The ego’s narcissism has us waiting for the perfect person to appear. The Holy Spirit knows that the search for perfection in another is just a smokescreen that hides our need to develop the perfect within ourselves. And if there is a perfect person out there – which there isn’t – would they date you? When we give up the c***dish obsession with scanning the planet for Mr. or Ms. Right, we can begin to develop the skills of compassionate relationship. We stop judging people and start relating to them instead. We recognize, first and foremost, that we’re not in a relationship to focus on how well the other person is learning their lessons, but rather to focus on learning our own.
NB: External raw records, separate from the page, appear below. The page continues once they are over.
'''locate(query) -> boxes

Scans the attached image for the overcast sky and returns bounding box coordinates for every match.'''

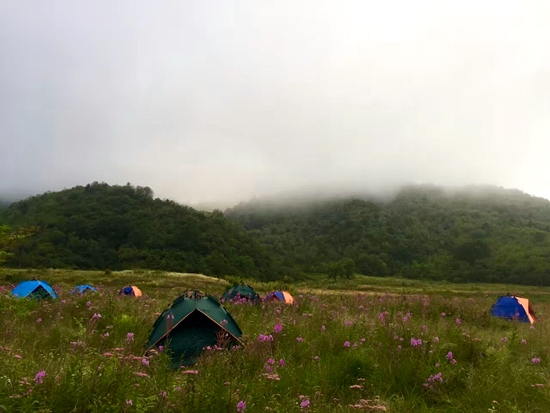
[0,0,550,204]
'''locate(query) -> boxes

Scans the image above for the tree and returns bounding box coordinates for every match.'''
[0,225,36,265]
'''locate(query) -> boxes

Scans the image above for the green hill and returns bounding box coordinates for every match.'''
[226,186,550,285]
[0,183,273,279]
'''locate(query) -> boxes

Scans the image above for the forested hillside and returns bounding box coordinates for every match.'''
[226,186,550,285]
[0,183,275,279]
[0,183,550,285]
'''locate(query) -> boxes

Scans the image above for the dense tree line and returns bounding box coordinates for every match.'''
[0,183,550,285]
[0,183,277,279]
[226,186,550,285]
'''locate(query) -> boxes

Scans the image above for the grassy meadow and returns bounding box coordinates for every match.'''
[0,270,550,413]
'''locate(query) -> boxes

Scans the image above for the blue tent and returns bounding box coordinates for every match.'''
[491,295,535,324]
[71,284,97,294]
[11,280,57,299]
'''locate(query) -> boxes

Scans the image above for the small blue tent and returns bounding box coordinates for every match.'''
[11,280,57,299]
[71,284,97,294]
[491,295,535,324]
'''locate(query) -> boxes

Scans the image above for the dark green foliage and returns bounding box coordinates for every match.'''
[0,183,272,278]
[226,186,550,285]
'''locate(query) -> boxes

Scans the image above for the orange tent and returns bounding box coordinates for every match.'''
[119,285,142,297]
[264,290,294,304]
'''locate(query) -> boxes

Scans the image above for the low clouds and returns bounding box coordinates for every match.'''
[0,0,550,205]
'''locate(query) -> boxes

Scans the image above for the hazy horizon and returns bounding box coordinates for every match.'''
[0,0,550,206]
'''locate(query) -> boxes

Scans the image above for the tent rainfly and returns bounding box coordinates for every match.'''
[11,280,57,299]
[147,290,242,368]
[491,295,536,324]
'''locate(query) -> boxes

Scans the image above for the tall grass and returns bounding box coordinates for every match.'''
[0,272,550,413]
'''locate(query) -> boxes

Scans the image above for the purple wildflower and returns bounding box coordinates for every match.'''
[34,370,47,384]
[237,400,246,413]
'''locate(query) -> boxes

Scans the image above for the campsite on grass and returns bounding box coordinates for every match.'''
[0,270,550,413]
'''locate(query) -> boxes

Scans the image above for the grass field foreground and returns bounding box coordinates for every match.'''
[0,271,550,413]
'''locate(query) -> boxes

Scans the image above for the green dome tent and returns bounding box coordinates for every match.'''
[147,291,242,368]
[222,285,262,304]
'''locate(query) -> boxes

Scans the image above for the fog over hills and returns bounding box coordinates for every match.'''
[0,0,550,208]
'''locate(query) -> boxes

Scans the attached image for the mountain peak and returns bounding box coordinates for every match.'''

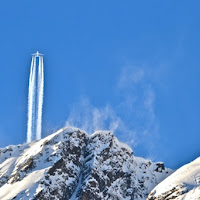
[0,128,172,200]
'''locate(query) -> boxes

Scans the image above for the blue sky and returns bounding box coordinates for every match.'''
[0,0,200,168]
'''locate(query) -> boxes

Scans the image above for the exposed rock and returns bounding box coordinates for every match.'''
[0,128,171,200]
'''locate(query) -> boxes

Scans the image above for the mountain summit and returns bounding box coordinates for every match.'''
[0,128,172,200]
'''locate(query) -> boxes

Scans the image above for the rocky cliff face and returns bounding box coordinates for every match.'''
[0,128,172,200]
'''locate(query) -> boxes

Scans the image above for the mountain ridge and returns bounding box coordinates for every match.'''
[0,128,172,200]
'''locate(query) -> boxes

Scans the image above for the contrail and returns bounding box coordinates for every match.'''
[36,57,44,140]
[27,51,44,142]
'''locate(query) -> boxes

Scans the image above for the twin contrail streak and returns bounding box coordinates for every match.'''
[27,52,44,142]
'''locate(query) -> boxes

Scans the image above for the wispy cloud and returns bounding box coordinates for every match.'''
[66,66,159,155]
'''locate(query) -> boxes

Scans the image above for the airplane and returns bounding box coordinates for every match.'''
[32,51,44,57]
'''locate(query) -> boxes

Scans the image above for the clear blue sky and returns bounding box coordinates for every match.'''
[0,0,200,168]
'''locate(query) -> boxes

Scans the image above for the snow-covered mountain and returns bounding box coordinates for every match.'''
[0,128,172,200]
[148,157,200,200]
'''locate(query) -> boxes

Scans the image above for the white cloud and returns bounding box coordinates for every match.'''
[66,66,158,155]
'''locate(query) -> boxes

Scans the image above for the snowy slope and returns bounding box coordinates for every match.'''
[0,128,172,200]
[148,157,200,200]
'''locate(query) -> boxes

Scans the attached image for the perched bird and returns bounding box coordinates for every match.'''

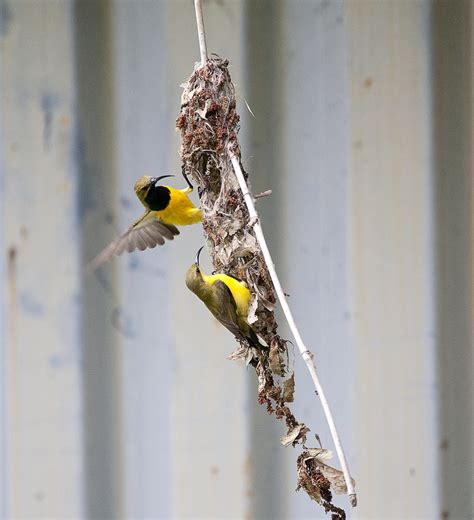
[186,247,264,347]
[88,172,202,271]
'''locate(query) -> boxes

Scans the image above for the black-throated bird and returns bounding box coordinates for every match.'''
[186,247,264,347]
[87,172,202,271]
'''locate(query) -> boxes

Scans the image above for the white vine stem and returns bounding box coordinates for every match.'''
[229,154,357,507]
[194,0,357,507]
[194,0,207,67]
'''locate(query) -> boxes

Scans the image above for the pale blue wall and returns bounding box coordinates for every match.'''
[0,0,474,519]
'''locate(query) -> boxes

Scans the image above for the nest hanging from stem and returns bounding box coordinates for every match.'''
[176,57,345,518]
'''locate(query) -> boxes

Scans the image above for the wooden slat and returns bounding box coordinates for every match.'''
[346,0,440,518]
[0,1,83,518]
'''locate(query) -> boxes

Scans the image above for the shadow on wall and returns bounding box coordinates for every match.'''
[432,0,474,518]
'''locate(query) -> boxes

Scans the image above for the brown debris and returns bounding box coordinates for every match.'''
[176,57,348,518]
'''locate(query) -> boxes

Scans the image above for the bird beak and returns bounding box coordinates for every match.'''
[194,246,204,267]
[151,175,174,186]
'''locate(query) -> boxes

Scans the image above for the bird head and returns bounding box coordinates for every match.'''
[133,175,174,206]
[186,246,204,294]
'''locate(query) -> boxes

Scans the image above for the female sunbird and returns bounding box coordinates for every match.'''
[88,173,202,271]
[186,247,264,347]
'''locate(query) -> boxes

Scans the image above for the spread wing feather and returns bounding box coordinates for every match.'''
[87,212,179,271]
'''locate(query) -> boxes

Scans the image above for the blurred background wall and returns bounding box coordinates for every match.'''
[0,0,474,519]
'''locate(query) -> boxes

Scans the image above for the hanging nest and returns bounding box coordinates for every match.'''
[176,56,350,518]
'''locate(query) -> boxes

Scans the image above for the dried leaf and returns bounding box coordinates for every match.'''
[281,423,309,446]
[283,373,295,403]
[304,448,355,495]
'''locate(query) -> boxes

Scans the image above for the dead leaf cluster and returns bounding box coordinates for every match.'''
[176,57,350,516]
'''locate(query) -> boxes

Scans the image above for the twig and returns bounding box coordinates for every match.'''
[194,0,207,67]
[253,190,272,200]
[229,150,357,507]
[189,0,357,507]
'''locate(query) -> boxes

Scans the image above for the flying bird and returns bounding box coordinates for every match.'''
[87,172,202,271]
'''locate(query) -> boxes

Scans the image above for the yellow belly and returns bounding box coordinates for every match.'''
[154,186,202,226]
[203,274,252,320]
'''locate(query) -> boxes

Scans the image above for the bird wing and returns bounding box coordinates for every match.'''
[87,211,179,271]
[211,280,246,339]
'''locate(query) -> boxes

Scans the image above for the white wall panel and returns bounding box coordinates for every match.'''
[347,1,439,518]
[0,1,83,518]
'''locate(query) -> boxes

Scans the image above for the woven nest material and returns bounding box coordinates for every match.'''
[176,57,350,516]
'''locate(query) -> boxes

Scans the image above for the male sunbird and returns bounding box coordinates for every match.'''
[186,247,264,347]
[88,173,202,271]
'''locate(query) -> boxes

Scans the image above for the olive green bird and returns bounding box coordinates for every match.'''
[186,247,264,347]
[87,172,202,271]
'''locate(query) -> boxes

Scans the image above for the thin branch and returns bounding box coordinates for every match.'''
[194,0,207,67]
[189,0,357,507]
[229,150,357,507]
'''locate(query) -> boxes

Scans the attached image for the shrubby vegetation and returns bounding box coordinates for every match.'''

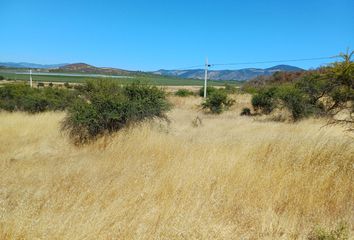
[62,80,170,144]
[199,86,218,97]
[175,89,194,97]
[202,88,235,114]
[248,52,354,124]
[0,84,76,113]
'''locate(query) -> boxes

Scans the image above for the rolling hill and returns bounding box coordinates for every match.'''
[153,65,304,81]
[0,62,305,81]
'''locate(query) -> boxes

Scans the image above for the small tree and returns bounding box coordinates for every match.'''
[62,80,170,144]
[175,89,194,97]
[202,90,235,114]
[199,86,218,97]
[252,87,276,114]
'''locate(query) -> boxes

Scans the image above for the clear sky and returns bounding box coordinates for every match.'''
[0,0,354,70]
The ego defends against love, not fear. Pain in relationships can be perversely comfortable pain, in that is one we know. We’re used to it. I once heard a tape by Ram Dass, an American spiritual teacher, in which he told of seeing a newspaper article about an abused baby being taken away from his mother. As a police matron tried to take the baby, he kept struggling to remain in his mother’s arms. Although his mother was the one who beat him, she was the one he knew. He was used to her. He wanted to remain in familiar territory.
This story illustrates our relationship to our own egos. The ego is our pain, but it is what we know, and we resist moving out of it. The effort it takes to grow out of painful patterns often feels more uncomfortable than remaining within them. Personal growth can be painful, because it can make us feel ashamed and humiliated to face our own darkness. But the goal of personal growth is the journey out of dark emotional patterns that cause us pain, to those that create peace. Psychotherapy: Purpose and Practice says that at their peak, religion and psychotherapy become one. They both represent the relationship between thought and experience, and are used by the Holy Spirit to celebrate one of the most glorious human potentials: our capacity to change.
There is a tendency these days to analyze our neuroses ad infinitum, yet use the analysis itself to justify rather than heal the wound. After a certain point, having seen why a pattern developed (“My father was emotionally unavailable”, or “My mother abused me”) and the effect it has had on our personalities (“I don’t know how to let a man get close to me,” or “I now have a hard time trusting any authority figure”), actual change occurs because of a decision on our part: the decision to heal, the decision to change. It ultimately doesn’t matter so much why I become angry or defensive. What matters is that I I want to be healed, and I ask God to help me.